By Tim Kelly
TOKYO (Reuters) – Japan’s Toyota Motor Corp raised its earnings outlook on Thursday on favorable exchange rates, but warned the global semiconductor shortage still posed risks to its production plans for the year whole.
Like other global automakers, Toyota has been forced to cut production due to chip shortages and lockdowns that have slowed component production at factories in Malaysia and Vietnam, even as demand for vehicles around the world bounce back from a pandemic crisis.
It has already reduced its production target for the year through the end of March once to 9 million vehicles and last month cut its November production plans by 150,000 vehicles.
“Even if we operate our factories at full capacity from December, it will be difficult to meet the production target, but we will try to achieve it,” CFO Kenta Kon said at a press briefing .
After a better-than-expected jump in profits in the second quarter, the world’s largest automaker by volume raised its forecast for full-year operating profit by 12% to 2.8 trillion yen (24 , $ 5 billion), which would mark a peak in six years.
But Kon said that without the impact of a weaker yen inflating the value of overseas profits, it was “in essence a downward revision” due to rising costs of materials.
The outlook for annual profits was lower than Refinitiv’s consensus estimate of 2.9 trillion yen.
For the three months to the end of September, Toyota reported operating profit of 750 billion yen, a jump of 48% from the same period a year earlier and 26% better than market expectations.
It also announced a share buyback of up to 150 billion yen, or 0.86% of the shares, and increased its first-half dividend from 15 yen to 120 yen.
Although Toyota stuck to the production target announced in September, it lowered its full-year sales target from 260,000 vehicles to 10.29 million units.
Toyota’s vehicle sales edged up 0.9% in the second quarter to 1.9 million units, as sales in Asia jumped 24%, while sales declined in most other markets, especially Japan, North America and Europe.
In general, however, demand for cars in key markets, such as China, the United States and Europe, rebounds after an earlier pandemic-induced slump, with demand for electric vehicles (EVs) in particular experiencing a boom. healthy growth.
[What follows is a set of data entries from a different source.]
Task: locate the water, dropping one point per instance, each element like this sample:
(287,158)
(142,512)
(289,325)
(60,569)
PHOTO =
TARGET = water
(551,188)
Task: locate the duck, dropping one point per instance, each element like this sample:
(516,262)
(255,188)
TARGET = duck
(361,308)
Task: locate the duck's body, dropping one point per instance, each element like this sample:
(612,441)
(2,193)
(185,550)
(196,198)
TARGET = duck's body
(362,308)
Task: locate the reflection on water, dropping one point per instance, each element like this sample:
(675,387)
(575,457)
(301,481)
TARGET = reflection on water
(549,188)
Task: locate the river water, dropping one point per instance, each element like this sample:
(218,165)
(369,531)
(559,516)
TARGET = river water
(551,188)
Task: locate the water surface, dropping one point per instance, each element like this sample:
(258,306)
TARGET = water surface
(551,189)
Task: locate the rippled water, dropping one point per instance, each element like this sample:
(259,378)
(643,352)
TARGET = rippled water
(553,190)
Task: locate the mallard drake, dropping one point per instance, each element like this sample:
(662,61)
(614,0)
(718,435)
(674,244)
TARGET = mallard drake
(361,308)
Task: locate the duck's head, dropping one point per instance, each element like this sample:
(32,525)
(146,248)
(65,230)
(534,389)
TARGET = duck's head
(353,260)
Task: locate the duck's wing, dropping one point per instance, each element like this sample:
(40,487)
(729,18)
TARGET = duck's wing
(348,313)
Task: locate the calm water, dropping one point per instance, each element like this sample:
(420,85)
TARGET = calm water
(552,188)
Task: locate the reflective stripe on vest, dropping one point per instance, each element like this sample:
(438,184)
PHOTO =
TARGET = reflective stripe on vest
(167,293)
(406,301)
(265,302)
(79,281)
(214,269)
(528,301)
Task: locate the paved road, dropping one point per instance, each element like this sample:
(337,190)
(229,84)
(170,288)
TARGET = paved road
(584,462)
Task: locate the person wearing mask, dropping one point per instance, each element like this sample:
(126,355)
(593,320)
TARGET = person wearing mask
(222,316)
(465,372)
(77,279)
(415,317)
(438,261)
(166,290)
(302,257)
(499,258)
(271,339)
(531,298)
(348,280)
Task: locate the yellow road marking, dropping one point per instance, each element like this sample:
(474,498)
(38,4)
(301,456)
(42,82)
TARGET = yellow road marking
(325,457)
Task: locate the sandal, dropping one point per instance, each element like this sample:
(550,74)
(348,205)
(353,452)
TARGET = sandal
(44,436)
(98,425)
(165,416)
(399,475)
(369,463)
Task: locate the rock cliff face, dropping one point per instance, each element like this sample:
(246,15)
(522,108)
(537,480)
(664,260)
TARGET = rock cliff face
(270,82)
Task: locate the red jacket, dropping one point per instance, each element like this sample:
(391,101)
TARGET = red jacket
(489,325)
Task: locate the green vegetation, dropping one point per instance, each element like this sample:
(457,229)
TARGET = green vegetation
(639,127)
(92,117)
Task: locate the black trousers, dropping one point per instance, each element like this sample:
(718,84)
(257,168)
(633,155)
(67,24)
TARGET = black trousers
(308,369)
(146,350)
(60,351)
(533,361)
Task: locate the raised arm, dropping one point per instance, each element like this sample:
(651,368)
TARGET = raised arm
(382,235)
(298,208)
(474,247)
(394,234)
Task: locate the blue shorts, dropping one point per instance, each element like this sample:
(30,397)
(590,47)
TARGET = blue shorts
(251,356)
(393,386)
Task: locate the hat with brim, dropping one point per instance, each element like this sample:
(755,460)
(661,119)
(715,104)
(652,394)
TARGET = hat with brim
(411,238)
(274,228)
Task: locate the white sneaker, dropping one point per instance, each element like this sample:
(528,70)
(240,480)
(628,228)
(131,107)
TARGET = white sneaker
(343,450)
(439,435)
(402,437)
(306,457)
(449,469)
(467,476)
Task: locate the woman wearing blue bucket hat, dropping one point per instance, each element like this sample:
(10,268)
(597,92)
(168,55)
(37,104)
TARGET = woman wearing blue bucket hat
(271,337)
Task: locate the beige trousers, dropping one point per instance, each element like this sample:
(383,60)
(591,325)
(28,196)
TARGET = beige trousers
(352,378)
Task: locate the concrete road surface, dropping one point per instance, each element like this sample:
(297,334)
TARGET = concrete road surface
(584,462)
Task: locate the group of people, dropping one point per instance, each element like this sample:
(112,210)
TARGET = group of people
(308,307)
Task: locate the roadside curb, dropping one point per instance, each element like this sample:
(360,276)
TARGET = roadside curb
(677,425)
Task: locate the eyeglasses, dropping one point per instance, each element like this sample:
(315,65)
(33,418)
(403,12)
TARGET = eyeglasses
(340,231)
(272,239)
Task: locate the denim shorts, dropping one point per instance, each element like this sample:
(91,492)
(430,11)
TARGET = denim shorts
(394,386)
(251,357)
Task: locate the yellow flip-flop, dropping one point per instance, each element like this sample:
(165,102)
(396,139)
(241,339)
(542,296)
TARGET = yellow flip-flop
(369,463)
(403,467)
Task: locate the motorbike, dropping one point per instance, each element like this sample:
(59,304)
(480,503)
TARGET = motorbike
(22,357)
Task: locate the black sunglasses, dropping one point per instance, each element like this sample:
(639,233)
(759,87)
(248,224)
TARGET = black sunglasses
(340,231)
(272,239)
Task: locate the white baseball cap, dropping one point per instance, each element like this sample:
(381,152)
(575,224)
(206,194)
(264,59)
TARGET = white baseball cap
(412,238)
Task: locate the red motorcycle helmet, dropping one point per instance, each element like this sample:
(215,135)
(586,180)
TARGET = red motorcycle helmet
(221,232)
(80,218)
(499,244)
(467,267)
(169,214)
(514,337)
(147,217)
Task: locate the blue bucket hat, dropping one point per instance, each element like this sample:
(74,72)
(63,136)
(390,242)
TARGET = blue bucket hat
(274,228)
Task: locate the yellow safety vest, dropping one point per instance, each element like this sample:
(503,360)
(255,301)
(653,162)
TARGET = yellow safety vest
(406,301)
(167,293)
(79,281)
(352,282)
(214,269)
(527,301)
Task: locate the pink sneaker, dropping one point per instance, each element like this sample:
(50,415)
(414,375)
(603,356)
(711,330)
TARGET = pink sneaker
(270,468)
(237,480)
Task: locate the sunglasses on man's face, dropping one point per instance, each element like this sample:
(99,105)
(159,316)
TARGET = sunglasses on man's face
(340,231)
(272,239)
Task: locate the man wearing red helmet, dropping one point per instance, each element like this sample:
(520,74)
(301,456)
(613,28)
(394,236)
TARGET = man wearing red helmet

Like its peers, Toyota is investing heavily in technology and production capacity to build electric vehicles as countries around the world impose tougher rules to reduce carbon emissions.
It has announced plans to bring 15 models of battery-electric vehicles to market by 2025 and will spend $ 13.5 billion by 2030 to develop electric vehicle batteries and their supply system.
Toyota shares ended up 0.7% after the results.